It helps that Nitram is shot with a consistent power of delineation and effect of formal beauty, of implicit aesthetic intensity, by Germain McMicking.
It’s one of the best Australian films that has ever been made and the audacity of the endeavour and the risk of bad taste at best and exploiting a collective trauma at worst is resolutely stared down.
There are greater horrors in the distant sound of guns and the obscenity of the oily ease with which they are sold and this allays all the conventional fears though, God knows, Nitram has pity and terror to such an extent that it would satisfy a Sophocles as well as his critical shadow in the Aristotle of the Poetics.
It’s weird to think it but the sheer achievement of Nitram is enough to single-handedly create a sense of appreciation for the Australian cinema and especially for our actors who can give such emotional reality to the decay and querulousness of humankind and – at some far off edge of subplot tragedy – of womankind. The performances by Judy Davis – the way she projects an unhappiness and a disappointment deeper than any function she may have as wife and mother – and Essie Davis with her strange Liebestod of discontent and of a life that has fallen into the yellow sere (to use a phrase from Macbeth) are remarkable in a way that cannot be overstated.

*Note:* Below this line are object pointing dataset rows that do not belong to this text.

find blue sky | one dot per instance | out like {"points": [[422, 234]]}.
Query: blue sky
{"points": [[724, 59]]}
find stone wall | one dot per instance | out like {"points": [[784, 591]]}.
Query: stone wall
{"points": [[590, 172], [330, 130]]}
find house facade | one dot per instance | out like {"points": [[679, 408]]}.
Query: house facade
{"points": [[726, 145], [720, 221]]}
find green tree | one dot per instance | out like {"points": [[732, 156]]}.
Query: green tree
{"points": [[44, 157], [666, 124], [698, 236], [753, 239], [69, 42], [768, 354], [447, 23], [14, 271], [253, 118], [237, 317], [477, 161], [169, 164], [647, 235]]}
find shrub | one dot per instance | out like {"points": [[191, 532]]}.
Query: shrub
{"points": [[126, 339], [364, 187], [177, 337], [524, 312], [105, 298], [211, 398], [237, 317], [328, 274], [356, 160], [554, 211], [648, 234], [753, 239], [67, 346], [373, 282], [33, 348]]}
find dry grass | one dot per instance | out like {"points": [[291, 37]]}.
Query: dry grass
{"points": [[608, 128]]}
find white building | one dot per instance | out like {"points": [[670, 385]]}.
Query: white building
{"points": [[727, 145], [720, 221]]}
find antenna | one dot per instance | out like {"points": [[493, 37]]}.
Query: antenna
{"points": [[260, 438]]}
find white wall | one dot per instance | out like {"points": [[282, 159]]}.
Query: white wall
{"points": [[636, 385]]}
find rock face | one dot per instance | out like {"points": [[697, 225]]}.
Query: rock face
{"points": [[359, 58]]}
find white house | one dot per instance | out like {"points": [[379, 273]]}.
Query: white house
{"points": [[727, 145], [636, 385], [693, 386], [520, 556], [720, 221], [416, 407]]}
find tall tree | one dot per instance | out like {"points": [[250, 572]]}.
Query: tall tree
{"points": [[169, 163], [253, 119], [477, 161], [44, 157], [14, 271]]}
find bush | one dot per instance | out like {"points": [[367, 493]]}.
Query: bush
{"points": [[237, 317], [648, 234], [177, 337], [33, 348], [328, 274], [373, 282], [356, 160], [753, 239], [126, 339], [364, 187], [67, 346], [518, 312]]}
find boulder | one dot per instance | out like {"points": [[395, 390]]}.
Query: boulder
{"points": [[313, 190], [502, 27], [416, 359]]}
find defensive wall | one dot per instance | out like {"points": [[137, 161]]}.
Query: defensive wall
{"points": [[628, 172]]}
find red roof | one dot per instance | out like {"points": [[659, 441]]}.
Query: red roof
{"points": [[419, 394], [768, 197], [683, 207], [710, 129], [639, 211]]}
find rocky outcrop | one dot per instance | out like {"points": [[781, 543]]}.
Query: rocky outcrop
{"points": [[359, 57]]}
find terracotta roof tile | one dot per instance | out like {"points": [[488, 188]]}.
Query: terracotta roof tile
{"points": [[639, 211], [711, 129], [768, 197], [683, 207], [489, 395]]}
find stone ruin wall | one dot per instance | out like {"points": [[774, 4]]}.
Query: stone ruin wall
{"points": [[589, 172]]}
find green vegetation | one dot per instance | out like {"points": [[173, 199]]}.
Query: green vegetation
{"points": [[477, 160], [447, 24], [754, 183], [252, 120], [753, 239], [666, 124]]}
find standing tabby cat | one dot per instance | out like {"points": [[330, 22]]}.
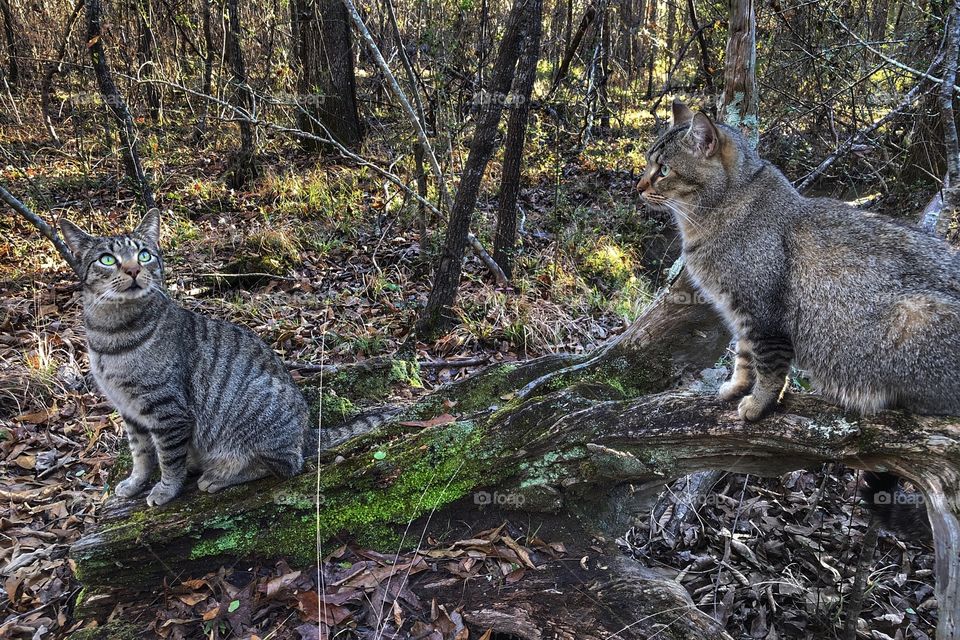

And in fact everyone in Nitram – the slack, smiling surfer who mocked Nitram when he was a boy, the travel agent woman (all the floating sketches of felt Australian life) – are given substance and shape.
And this means that the violence in Nitram is at all points secondary to its psychological and emotive credibility. This is the world, Kurzel insinuates, that created this character. Nothing is surprising about it except for the weirdness of the representation of derangement and pain and the intimacy – the attention to the small atrocities as well as the monumental ones – creates a sense of awe because they represent such waves of sympathy, such waves of horror.
It is Caleb Landry Jones’ film as much as Justin Kurzel’s because his performance as Nitram is so compelling, so observed, and at the same time comes with a shock of recognition that also has the power of revelation.
The accent is just the start of this but it is flawless. How a Texan with those emphatic vowels can produce such a convincing swerve of an Australian accent is a bit beyond belief.
It is the voice of a young man who hardly has any faith in the reality of his own existence. He barely knows where ‘here’ is and yet he proceeds to impose his pain and excruciation in this ghost of a language that has been bequeathed to him. But what a performance, what a film.